The Biotech IPO Window: Party Like It’s 1999

 

 

1999 is back
Making a come back

According to Burrill & Company, July had the busiest week of biotech IPO activity ever, continuing a trend of heavy fundraising during 2013 so far:

In all, 29 life sciences companies raised a total of $5 billion on U.S. exchanges through the first seven  months of 2013. That compares to 11 companies raising $771 million during the same period a year ago. Even excluding the $2.6 billion IPO of Pfizer’s animal health spin-out Zoetis, the sector is seeing its most robust period for IPOs since 2000. A total of 24 life sciences companies are in registration in the United States with four companies added to the IPO queue in July.

Yet as DrugBaron points out, all is not well:

The trigger for many, if not all, of these companies to go public has not been new data, or any material change in the value of their assets, or indeed anything specific about the company at all.  Instead, it’s simply the opening of the window…Eventually – and if the current headlong dash to join the IPO queue is sustained, then soon – supply will exceed demand, and since the prices had little to do with the actual underlying enterprise value of the companies prices will drop precipitously. When that happens, and investors are burned, the binary switch in their brains will flip back to the ‘off’ position and the window will slam shut for a further indefinite period.

But, as Burrill points out (somewhat contradictorily):

Today, early-stage cancer and rare disease therapeutics companies are now finding a receptive environment, even when they are years away from having products or sales.

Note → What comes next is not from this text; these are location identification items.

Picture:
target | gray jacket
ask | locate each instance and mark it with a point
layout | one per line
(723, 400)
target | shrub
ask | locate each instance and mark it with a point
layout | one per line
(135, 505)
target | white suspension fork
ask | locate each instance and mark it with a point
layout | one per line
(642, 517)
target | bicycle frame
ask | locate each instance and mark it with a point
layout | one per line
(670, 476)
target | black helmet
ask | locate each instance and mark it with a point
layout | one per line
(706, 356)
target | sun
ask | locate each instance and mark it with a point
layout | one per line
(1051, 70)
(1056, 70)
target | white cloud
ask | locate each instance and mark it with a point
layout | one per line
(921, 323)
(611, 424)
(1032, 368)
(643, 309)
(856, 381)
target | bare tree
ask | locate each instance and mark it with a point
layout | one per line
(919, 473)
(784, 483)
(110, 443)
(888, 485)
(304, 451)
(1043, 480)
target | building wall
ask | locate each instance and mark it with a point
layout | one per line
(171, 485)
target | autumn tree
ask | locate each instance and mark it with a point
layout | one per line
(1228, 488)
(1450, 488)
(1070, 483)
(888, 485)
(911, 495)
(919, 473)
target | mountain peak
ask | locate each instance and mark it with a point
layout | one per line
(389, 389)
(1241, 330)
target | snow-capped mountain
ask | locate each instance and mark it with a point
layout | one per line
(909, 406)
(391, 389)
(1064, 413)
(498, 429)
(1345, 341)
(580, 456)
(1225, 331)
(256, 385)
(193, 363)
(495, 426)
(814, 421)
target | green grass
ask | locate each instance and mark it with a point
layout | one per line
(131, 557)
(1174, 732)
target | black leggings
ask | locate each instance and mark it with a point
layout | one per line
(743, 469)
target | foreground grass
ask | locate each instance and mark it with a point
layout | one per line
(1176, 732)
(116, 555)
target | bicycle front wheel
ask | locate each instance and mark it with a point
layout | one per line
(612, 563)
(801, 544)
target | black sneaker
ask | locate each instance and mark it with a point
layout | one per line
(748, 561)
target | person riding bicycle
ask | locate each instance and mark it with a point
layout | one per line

In other words, we are back to 1999 when genomics companies were raising bucketloads of cash based on limited Preclinical or very early Phase I data.

How did those companies fare?

As Luke Timmerman points out:

This IPO party won’t last long, probably no more than a few months. There are only so many good private companies worthy of graduating to the public markets. If the past is any indication (remember the genomics craze of 2000?), there will be a hangover when it ends. Quite a few investors, big and small, will lose money and lose interest.

As we learned in 1999 and beyond, it’s going to be a bumpy ride for many of these new investors. 

And, what does this say about companies who tried to raise capital in the public markets, but couldn’t?